The code extractor separates code blocks from natural language in AI responses, enabling dedicated malicious code scanning via the AIRS code_response field.

Extraction Strategy

The extractor uses three strategies in priority order:

1. Fenced Code Blocks

```python
def example():
    return "hello"
```

Detects language from the fence annotation.
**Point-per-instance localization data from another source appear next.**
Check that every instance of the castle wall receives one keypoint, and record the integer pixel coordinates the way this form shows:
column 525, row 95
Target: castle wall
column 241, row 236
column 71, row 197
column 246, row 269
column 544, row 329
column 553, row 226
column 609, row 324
Supports all common programming languages.

2. Indented Code Blocks

    function example() {
        return "hello";
    }

Lines with 4+ leading spaces are treated as code.

3. Heuristic Fallback

When no fenced or indented blocks are found, the extractor looks for code indicators:

  • Import/require statements
  • Function/class definitions
  • Braces, semicolons, arrow functions
  • Shell commands (pipes, redirects)

Content is classified as code if the ratio of code-like characters exceeds 15% (CODE_CHAR_THRESHOLD = 0.15).

Output

interface ExtractedContent {
  naturalLanguage: string;   // Text portions
  codeBlocks: string[];      // Extracted code blocks
  languages: string[];       // Detected languages
}

Multiple code blocks are joined with \n\n---\n\n separators before being sent in the code_response field.

AIRS Field Mapping

Extracted Content AIRS Field Detection Engines
Natural language response DLP, toxicity, URL categorization
Code blocks code_response WildFire, ATP (malicious code)

Why separate fields matter

The code_response field activates WildFire and Advanced Threat Prevention engines that specifically analyze code for malicious patterns. These engines don't run on natural language content, so splitting the response ensures comprehensive coverage.